A mis ex
Las palabras que dicen los enamorados están cargadas de una emoción que todo lo deforma y lo enturbia. Únicamente el silencio tiene la capacidad y la crueldad precisa de devolverles a la tierra.
Ella y yo nos hemos quedado callados, cogidas nuestras manos y fija la mirada en la del otro, unos pocos segundos después de habernos jurado amor eterno.
No hacía dos horas que nos conocíamos y ya cerrábamos el mundo en torno nuestro. Habíamos hablado sin parar desde el primer momento, chisposos, animados por no sé qué fuerza arrebatadora. Habíamos bailado tarareándonos al oído, de forma dulce y melodiosa, los sones de una canción que ya sería nuestra para siempre. Compartimos a lametones un helado de chocolate, sabor que, entre risas que sonaban a caricias, coincidimos en decir que era el que más nos gustaba a ambos. Perdimos el aliento de tantos besos que nos dimos. Casi mordiscos. Nos precipitamos haciendo planes de viajes exóticos a países imaginarios o a islas vírgenes que no salían en ningún mapa. Nos brillaron los ojos al descubrir que teníamos los mismos gustos para los estampados de la tela del sofá, que decidimos compraríamos para el piso que en breve compartiríamos, donde acordamos sin mayor trauma que criaríamos a dos hijos, chico y chica, cuyos nombres también salieron de forma espontánea y sin controversia.

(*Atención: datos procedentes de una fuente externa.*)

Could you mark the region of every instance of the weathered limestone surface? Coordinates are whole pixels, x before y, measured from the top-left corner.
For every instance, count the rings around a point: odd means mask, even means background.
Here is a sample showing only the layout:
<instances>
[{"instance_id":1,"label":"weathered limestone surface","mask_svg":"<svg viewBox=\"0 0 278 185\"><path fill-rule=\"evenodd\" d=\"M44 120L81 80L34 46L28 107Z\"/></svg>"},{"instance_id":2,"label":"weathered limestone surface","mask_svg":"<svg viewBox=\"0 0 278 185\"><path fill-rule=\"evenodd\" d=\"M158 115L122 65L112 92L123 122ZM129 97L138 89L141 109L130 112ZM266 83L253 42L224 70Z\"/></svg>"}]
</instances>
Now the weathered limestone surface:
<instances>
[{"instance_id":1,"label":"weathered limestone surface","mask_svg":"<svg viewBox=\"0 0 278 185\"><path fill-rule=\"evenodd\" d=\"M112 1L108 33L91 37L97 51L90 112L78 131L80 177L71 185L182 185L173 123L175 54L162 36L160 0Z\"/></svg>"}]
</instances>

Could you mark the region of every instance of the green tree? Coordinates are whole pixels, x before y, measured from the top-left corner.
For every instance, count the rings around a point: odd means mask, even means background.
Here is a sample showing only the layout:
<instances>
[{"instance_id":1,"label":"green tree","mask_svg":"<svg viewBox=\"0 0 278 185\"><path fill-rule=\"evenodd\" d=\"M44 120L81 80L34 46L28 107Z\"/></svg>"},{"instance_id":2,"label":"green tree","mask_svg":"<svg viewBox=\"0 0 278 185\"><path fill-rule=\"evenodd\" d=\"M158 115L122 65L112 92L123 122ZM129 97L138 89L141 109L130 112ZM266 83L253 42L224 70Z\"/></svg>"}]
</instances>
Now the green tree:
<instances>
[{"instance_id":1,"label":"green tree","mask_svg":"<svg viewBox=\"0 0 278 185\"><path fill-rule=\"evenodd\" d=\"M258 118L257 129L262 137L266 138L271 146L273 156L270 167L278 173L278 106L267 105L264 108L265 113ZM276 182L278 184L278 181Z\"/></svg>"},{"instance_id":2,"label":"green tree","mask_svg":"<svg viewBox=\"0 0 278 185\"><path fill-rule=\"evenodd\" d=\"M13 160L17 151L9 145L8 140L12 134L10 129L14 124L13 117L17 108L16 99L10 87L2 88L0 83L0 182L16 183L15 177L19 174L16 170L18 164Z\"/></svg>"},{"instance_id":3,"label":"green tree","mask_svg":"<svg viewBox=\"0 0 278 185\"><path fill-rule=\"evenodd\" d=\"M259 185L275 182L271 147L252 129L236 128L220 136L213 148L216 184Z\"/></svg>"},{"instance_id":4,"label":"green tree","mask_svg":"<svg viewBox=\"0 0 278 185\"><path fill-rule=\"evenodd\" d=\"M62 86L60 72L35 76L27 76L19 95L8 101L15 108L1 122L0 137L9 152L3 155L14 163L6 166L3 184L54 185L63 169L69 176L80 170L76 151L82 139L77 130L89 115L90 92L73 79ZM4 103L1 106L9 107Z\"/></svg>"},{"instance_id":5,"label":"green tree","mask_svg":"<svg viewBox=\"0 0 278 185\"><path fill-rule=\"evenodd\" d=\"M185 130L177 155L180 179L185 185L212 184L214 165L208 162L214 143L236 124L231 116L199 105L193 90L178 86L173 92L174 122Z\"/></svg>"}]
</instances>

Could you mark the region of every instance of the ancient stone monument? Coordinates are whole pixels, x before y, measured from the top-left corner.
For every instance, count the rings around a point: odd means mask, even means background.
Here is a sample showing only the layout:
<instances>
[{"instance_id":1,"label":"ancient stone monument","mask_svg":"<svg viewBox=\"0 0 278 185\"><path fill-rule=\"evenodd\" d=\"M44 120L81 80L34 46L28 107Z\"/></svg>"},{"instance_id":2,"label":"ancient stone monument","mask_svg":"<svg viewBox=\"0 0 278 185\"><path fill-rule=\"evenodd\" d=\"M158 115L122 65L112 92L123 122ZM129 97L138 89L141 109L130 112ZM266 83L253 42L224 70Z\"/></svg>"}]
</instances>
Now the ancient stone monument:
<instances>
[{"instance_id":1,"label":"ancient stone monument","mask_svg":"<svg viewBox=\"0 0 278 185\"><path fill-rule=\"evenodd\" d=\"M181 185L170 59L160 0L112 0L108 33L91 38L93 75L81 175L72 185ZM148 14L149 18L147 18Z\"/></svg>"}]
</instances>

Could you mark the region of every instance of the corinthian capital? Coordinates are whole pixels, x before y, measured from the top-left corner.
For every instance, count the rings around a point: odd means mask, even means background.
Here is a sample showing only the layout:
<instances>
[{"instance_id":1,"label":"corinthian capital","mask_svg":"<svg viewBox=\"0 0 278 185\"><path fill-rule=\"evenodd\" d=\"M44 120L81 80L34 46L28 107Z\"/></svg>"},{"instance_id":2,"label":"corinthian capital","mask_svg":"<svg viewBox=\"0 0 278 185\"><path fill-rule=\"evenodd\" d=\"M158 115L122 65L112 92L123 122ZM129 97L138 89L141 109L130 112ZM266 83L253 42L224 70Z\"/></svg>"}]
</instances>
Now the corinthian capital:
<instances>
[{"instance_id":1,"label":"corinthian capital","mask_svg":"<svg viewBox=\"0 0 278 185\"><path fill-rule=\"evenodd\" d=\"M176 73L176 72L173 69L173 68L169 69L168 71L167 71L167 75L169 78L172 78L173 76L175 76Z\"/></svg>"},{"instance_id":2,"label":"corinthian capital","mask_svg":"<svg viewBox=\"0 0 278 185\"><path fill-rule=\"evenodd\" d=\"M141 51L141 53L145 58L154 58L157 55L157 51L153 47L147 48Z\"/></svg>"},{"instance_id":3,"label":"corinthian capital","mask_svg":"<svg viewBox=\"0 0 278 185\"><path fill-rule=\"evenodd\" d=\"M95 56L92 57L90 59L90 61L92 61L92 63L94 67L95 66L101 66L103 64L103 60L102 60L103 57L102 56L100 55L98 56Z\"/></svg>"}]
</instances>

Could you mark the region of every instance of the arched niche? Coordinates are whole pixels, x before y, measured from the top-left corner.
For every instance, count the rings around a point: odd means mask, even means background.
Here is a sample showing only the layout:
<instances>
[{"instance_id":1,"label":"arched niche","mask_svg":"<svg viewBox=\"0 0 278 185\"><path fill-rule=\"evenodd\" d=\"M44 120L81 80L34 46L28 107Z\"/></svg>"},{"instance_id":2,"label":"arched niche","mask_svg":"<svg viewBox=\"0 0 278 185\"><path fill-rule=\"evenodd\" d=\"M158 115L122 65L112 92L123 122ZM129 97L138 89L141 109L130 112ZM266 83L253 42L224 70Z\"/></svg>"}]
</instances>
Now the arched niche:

Pero sin darnos cuenta han ido remitiendo los emocionados jadeos, hemos recompuesto el ritmo cardiaco y la cordura ha comenzado a llenar el vaso de un adiós que me resulta evidente. Todavía con las manos enlazadas pero ya en silencio, en mitad de una tarde que se acaba y sometidos a una brisa un tanto molesta, algo fría y bastante húmeda, me doy cuenta de que empieza a costarnos mantener las acarameladas miradas de hace un rato. Así que ella, un tanto turbada e incómoda, me ha soltado las manos y ha llamado a un taxi.